Second in a series

The I/I Issue: What’s The Big Deal?

In our first post of this series, we defined inflow and infiltration, or I/I. In this post, we’ll explore the reasons it’s a huge problem in wastewater management.

The reason I/I presents huge challenges for municipalities stems from four basic issues:

  • Upstream – Pipeline Capacity: Conveyance system pipeline capacities being overwhelmed and causing sanitary sewer overflows (SSOs) during significant rain events
  • Upstream – Overflow Costs: Imposition of fines, consent decrees, and loss of funding opportunities dues to frequent SSOs
  • Downstream – Treatment Capacity: Huge amounts of clear water overwhelming the treatment capacity of wastewater treatment plants (WWTPs) and increasing pumping costs
  • Downstream – Treatment Costs: Dilution of sewage directly increasing costs of chlorination, ozonation, or ultraviolet disinfection

Let’s take a more detailed look at each of these problems.
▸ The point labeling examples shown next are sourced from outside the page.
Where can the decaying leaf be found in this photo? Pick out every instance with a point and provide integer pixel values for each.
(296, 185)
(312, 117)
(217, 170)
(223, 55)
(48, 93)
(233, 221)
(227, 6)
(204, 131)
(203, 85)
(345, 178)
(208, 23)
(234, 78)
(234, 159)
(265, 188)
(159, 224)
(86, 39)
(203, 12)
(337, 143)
Upstream Issues: Pipeline Capacity

As discussed in our previous post, I/I flows are referred to as “clear water.” This distinguishes it from sanitary sewage flows. This clear water gets treated right along with the sanitary flows, resulting in unnecessary costs for municipalities. The clear water also eats up valuable capacity inside a collection system. These systems are built and rated to accept only so much total flow. Most American cities’ collection systems are at least 75 years old. They were built to service far smaller populations than they must now accommodate. These systems are already working at maximum capacity.

Many communities are likely to experience some SSOs. However, older communities located downstream from overloaded city sewer systems will experience them most, due to their lower elevation in the watershed. The sanitary sewer systems in these older communities carry nor just their own wastewater and I/I; they also receive flows from their upstream neighbors’ sewer systems. When they experience higher volume created by stormwater leaking in from rain events, they must either divert flows into holding tanks, if available. If not, they suffer SSOs.

Upstream Issues: Overflow Costs

These SSOs are a health hazard. They can create serious flooding events that cause unsanitary water to back up into buildings. They can also create a situation in which the federal Environmental Protection Agency (EPA) issues a Consent Decree. This is an order for the city to fix the problem, at huge public cost. The city or agency may fail to meet federal or state guidelines for the integrity of its system. Excessive I/I can be an indicator of such failing systems. This situation can cause these municipalities to become ineligible for low-interest loans from grant or revolving fund opportunities. That makes this a significant and circular problem.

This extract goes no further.